Unfortunately, even today's state-of-the-art mode-locked lasers are still both expensive and power-hungry, which has led to their use being largely limited to laboratory environments.
The goal of the aforementioned team: to revolutionize the field of ultrafast photonics by transforming large laboratory systems into chip-sized systems that can be mass-produced and deployed in the field. They only want to make things smaller, but they also want to make sure that these ultrafast chip-sized lasers provide satisfactory performance. For example, they need sufficient peak pulse intensity, preferably more than 1 watt, to build meaningful chip-scale systems.
However, realizing and integrating efficient mode-locked lasers on a chip is a challenging task. This research uses thin-film lithium niobate (TFLN), an innovative material platform. Using this material, it is possible to precisely control and efficiently form laser pulses by adding an external RF electrical signal.

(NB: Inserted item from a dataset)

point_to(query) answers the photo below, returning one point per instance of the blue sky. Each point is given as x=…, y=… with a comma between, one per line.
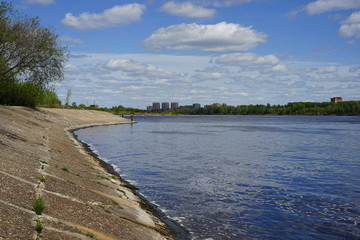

In their experiments, Guo's team skillfully combined the high laser gain properties of III-V semiconductors with the highly efficient pulse shaping capabilities of TFLN nanophotonic waveguides, ultimately demonstrating a laser with an output peak power of up to 0.5 watts.
In addition to its compact size, the mode-locked laser they demonstrated has a number of exciting new features that can hold great promise for future applications.
For example, by precisely tuning the laser's pump current, Guo realized the ability to fine-tune the output pulse repetition frequency over a wide range of 200 MHz. Using the demonstration laser's robust reconfigurability, the team hopes to facilitate chip-scale, frequency-stabilized comb sources, which are critical for precision sensing applications.
While realizing scalable, integrated, ultrafast photonic systems for portable and handheld devices presents additional challenges for Kuo's team, the current demonstration marks an important milestone in overcoming major hurdles.
This achievement paves the way for using cell phones to diagnose eye diseases or analyze E. coli and dangerous viruses in food and the environment. It could also help create the chip-scale atomic clocks of the future, enabling navigation when GPS is damaged or unavailable.
Scientists have overcome a major hurdle with this latest demonstration. Nonetheless, scientists are now looking forward to tackling the additional hurdles of developing scalable, integrated, ultrafast photonic systems that may be used on portable and handheld devices.